The salesman had been reciting the selling points, but now he had gone quiet. Nina glanced at his face, and then at the speedometer. She was doing a hundred and five miles an hour. She lifted her foot, and the scenery caught up with her again.
‘Quite a quick motor,’ the man said. ‘I can see you like that.’
‘I do, rather,’ Nina said, surprised by herself.

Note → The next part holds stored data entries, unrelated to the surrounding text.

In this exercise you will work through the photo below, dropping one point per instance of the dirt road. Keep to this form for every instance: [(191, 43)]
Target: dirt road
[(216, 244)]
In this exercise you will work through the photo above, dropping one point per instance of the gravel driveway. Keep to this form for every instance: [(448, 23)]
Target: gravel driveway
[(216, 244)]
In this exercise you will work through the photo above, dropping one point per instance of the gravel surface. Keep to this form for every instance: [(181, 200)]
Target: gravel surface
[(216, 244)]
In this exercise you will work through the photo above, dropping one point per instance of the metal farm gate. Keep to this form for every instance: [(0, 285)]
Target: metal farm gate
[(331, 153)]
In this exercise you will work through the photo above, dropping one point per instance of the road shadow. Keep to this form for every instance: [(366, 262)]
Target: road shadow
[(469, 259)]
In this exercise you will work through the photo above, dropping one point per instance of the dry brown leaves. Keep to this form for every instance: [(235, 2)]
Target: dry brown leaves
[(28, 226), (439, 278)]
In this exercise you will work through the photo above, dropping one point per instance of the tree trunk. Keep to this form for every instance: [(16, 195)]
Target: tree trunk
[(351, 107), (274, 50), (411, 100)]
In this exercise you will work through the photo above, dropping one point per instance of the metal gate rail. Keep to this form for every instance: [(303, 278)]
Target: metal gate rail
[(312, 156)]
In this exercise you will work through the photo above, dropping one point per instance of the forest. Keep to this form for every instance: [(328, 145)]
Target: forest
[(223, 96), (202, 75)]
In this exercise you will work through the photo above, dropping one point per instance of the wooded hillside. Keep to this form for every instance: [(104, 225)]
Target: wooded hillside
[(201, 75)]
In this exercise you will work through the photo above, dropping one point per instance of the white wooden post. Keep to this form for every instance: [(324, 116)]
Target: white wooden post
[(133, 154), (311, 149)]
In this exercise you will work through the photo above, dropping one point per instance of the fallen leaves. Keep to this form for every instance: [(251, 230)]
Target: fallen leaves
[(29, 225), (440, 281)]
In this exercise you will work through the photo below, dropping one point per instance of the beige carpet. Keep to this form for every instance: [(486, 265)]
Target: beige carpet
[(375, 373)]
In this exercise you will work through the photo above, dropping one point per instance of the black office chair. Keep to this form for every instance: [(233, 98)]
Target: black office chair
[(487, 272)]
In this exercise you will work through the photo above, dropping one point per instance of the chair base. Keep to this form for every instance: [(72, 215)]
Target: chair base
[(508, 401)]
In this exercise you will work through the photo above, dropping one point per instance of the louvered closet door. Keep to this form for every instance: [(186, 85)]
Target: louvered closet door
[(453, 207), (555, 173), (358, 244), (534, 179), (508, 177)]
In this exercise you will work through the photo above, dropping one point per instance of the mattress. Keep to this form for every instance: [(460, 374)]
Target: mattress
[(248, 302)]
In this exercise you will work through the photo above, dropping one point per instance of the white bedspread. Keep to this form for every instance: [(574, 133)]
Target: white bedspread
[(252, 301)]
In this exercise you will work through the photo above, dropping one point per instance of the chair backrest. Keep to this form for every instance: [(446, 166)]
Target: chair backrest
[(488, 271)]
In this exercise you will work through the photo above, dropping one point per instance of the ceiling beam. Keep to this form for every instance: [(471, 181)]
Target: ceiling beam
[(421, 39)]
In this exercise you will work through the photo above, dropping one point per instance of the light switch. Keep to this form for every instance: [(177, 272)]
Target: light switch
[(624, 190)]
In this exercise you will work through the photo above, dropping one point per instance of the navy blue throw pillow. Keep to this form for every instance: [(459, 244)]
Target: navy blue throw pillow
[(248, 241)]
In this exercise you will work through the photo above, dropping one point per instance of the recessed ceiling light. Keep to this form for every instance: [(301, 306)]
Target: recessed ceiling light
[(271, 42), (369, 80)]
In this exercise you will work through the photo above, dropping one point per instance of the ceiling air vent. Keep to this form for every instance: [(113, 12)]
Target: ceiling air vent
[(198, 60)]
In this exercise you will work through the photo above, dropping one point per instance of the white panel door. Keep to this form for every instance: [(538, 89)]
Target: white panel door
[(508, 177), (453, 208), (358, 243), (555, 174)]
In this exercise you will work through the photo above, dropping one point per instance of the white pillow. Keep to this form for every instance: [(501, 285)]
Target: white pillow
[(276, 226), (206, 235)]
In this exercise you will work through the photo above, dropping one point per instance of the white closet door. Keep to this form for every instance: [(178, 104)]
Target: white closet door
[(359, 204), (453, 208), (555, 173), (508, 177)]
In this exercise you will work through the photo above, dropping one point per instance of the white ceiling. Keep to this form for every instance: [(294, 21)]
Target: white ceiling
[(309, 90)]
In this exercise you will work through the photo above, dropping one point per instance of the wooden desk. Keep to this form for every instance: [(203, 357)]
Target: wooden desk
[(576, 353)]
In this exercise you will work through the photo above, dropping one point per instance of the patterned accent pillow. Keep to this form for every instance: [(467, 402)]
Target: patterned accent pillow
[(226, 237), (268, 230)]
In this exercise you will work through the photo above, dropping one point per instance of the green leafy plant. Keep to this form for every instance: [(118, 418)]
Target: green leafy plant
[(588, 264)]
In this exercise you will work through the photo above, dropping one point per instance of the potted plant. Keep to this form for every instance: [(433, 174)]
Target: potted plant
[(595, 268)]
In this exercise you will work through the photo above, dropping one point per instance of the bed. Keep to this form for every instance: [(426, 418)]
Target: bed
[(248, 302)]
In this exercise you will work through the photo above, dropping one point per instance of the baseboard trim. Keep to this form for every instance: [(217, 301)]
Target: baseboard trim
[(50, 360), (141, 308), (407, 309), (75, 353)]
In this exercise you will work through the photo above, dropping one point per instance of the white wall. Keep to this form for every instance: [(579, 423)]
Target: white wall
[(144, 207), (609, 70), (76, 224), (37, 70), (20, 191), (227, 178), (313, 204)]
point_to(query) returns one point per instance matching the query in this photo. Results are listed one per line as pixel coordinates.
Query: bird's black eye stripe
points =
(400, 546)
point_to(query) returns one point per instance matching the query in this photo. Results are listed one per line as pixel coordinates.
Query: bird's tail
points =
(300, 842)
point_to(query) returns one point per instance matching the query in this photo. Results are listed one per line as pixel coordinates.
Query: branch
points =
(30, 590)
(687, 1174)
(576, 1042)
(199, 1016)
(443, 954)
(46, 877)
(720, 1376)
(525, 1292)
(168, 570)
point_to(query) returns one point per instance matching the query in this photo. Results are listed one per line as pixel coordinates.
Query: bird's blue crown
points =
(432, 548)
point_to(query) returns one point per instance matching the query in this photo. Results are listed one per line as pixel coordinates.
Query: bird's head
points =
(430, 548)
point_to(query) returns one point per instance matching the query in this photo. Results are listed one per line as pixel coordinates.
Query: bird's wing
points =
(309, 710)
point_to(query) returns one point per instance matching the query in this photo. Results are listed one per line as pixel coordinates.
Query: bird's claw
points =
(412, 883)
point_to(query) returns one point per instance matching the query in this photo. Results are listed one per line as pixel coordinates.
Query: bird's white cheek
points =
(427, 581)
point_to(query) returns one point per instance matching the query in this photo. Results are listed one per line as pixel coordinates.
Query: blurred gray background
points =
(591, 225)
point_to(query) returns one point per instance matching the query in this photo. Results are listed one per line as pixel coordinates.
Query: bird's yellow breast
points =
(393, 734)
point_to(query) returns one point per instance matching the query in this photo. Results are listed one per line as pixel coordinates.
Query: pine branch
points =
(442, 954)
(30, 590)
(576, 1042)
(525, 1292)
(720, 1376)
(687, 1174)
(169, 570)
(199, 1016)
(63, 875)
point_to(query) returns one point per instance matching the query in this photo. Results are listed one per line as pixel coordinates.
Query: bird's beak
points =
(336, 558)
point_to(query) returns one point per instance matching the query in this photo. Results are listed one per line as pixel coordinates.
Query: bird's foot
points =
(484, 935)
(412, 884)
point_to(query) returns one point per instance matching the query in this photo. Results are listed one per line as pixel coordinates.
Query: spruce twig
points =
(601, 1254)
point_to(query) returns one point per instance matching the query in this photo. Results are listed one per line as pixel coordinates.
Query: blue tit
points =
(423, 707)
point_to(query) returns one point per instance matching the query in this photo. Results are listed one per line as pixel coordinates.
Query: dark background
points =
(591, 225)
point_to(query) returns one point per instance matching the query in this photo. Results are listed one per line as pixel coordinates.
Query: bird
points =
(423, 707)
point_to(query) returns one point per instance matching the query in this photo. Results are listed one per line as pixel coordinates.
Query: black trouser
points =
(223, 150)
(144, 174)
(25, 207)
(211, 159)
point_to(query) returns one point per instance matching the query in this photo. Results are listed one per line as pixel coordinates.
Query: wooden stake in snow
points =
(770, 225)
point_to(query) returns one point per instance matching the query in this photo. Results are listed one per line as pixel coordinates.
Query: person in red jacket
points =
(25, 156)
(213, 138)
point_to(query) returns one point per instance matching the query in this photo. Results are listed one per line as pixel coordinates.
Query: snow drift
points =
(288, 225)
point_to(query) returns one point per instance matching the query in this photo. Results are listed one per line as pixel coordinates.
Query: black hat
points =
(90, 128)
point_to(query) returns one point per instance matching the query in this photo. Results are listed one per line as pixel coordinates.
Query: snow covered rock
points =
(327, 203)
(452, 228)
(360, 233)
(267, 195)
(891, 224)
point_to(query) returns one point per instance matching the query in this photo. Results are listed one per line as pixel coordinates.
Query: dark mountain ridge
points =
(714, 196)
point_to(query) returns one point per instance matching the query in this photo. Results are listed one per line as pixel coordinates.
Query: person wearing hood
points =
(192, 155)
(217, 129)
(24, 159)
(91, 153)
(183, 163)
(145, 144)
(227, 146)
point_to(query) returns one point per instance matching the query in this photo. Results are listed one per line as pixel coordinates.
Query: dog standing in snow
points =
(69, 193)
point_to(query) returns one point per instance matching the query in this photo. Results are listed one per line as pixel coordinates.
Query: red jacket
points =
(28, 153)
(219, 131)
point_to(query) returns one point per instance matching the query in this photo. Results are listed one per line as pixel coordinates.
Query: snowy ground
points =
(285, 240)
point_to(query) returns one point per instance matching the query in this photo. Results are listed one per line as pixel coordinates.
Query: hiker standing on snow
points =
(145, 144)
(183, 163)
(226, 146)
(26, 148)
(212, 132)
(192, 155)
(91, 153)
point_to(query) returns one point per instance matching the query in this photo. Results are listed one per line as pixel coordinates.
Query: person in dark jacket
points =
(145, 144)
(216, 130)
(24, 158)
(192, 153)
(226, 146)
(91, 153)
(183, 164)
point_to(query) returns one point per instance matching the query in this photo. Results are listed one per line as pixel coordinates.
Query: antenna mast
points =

But she knew that she had been entirely seduced. The more she drove the car, the more she wanted to drive it. The speedometer crept up again, and her head fell back, and she wanted to turn on the radio and sing and drive straight on for ever into the winter sun.
‘We could make a turn just ahead,’ the salesman ventured.
Reluctantly she did as she was told.
When they swooped back to the showroom and Nina saw Gordon innocently lounging with hands in pockets beside his own unremarkable family saloon she muttered a mock curse under her breath. It cost her a pang to climb out of the black leather seat and abandon her bright red seducer, even temporarily.
Gordon strolled over to meet them. ‘How was it?’
The salesman fanned himself with his clipboard.
‘I liked it,’ Nina said demurely.
‘Shall we go across there and have a look?’ Gordon nodded at the busy flags over the lines of Nissans.
Nina turned her back on them and stretched her fingers out again to the red shine. There was nothing so vulgar as a price ticket anywhere in sight.
‘How much is it?’
The man consulted a list on his clipboard. ‘Sixty-two nine fifty, this particular car.’
She was opening her mouth, amazingly, to say I’ll take it, when she felt Gordon’s hand descend very firmly on her arm.
‘We’ll just take a walk, and think about it.’
Then they were outside again in the cold sunshine. A stronger wind had begun to blow, and there was a fringe of cloud away to the east.
‘I loved it. It isn’t at all what I intended to buy, and now I can’t bear to think of settling for anything less.’
Her cheeks were hot. Gordon’s arm and shoulder felt very warm on one side and the chill on the other sliced into her. She realized that her blood was racing, and that she was excited, for the car and for the bright day and for Gordon himself. He lowered his head and kissed her, open-mouthed. His hand slid inside her coat.
‘Can you afford it?’
She thought of the money that Richard had left her, dead weights of it invisibly stored up in banks and securities, and of Richard himself, as she had never seen him, lying on the path under the branches of the trees. He was gone, and he would never come back.
‘Yes, I can pay cash.’
His eyes widened a fraction, and the palm of his hand grazed her nipple under the layers of clothes.